A clerk, who wrote a letter to the judge detailing the emotional trauma she suffered as a result of being held at gunpoint, could have gotten caught in the crossfire as officers responded to the scene, prosecutor Matthew Hansen said.

"This wasn't something Mr. Kammeyer was pushed into, or something the medicine made him do, this was a choice," Hansen said. "Mr. Kammeyer walked into a police lobby with a gun and pointed that gun at people's heads.

On April 29, Kammeyer walked into the police station at 3575 S. Market Street (2790 West) and approached he receptionist's window, asking to speak with a detective. He was directed to an officer at another window, where he asked to speak with a detective in private, but then agreed to meet with an officer in the lobby instead, according to court documents.

This came after careful consideration of his surroundings, the defense attorney said Monday.

Kammeyer looked around: the lobby was empty. Good, he thought. He didn't want anyone to be hurt, he said Monday.

As the detective approached, he noticed that Kammeyer was fidgeting with something in his pocket, according to charging documents. When he asked Kammeyer to remove his hands from his pockets, charges state, Kammeyer pulled out a handgun and pointed it at the detective, then the receptionist.

A second officer ran downstairs to help, but when he arrived at the door to the lobby, Kammeyer allegedly pointed the gun to the officer's head.

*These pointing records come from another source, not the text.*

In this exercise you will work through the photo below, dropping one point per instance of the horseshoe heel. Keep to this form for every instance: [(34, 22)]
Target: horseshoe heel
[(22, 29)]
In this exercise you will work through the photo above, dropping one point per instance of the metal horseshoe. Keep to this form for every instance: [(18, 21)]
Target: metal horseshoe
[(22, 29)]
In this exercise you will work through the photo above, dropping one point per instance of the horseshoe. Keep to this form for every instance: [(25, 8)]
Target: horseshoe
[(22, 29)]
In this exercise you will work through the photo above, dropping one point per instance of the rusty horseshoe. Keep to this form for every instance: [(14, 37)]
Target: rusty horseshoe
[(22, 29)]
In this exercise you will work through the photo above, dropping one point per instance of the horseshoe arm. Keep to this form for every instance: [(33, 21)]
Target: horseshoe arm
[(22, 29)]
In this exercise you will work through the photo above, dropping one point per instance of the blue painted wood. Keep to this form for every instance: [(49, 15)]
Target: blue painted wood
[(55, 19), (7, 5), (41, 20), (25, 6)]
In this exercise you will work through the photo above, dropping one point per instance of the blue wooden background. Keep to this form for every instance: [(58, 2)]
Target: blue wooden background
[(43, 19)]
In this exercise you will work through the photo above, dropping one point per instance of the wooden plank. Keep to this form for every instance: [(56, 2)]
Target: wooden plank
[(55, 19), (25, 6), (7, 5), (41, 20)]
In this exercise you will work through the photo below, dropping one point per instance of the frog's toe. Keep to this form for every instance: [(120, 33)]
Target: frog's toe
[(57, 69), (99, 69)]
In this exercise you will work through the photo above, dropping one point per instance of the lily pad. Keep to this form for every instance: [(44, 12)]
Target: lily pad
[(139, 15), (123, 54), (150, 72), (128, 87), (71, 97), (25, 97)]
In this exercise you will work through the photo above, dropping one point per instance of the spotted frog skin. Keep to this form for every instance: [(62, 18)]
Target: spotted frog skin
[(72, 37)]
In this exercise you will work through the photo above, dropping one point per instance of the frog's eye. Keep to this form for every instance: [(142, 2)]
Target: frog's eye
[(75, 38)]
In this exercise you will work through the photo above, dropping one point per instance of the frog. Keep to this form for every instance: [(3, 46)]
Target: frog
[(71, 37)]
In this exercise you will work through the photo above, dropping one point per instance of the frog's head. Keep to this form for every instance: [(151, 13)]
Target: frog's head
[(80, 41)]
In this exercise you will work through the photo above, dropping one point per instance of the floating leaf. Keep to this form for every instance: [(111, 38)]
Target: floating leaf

That's when the officer opened fire.

Kammeyer was struck by bullets twice in the arm. He was taken to a local hospital and treated for his injuries.

"I am very thankful that no one else was harmed and I was only harmed very minimally," the defendant said, voice quavering. "I can't even express my regret and remorse I have for my actions that day."

Kammeyer thanked the officers involved for doing their jobs and "protecting the community."

He said what he hadn't considered in planning his own death was the lasting psychological and emotional effects of his actionson others at the scene.

"I did wrong," Kammeyer told the judge. "I wasn't thinking about the emotional damage that I could cause."

Kammeyer's wife of eight years, Rebecca Kammeyer, wept openly in the back of the courtroom Monday as her husband was sentenced.

Her children miss their father, she said. They hoped he would be given probation, ordered to undergo mental health treatment, and be allowed to come home for Christmas.

"All he wanted to do was die," she said outside the courtroom. "Now he's going to spend 10 years in prison."

She told police at the time of her husband's arrest that he had been increasingly unstable and had twice before made unsuccessful attempts to kill himself.

Kammeyer, who works for the state's Department of Technology Services, was charged earlier this year in West Jordan Justice Court with criminal mischief and two counts of commission of domestic violence in the presence of a child, stemming from an alleged domestic dispute the night before the shooting.

Rebecca Kammeyer explained after Monday's hearing that she had called the police that night, "begging them to do something" for her husband, who she was afraid might "kill himself in front of our kids."

She knew he had a gun and she was afraid of how he might use it, she said.

"He felt like he had nothing," she said. "And since he's been in jail, he hasn't really gotten any help. He'd be better off not in the prison system."

Kammeyer pleaded guilty to misdemeanor disorderly conduct involving violence and was sentenced in June to spend 30 days in jail.

Since Kammeyer is a convicted felon — he pleaded guilty in 1999 to child sex abuse — he is not allowed to have a gun.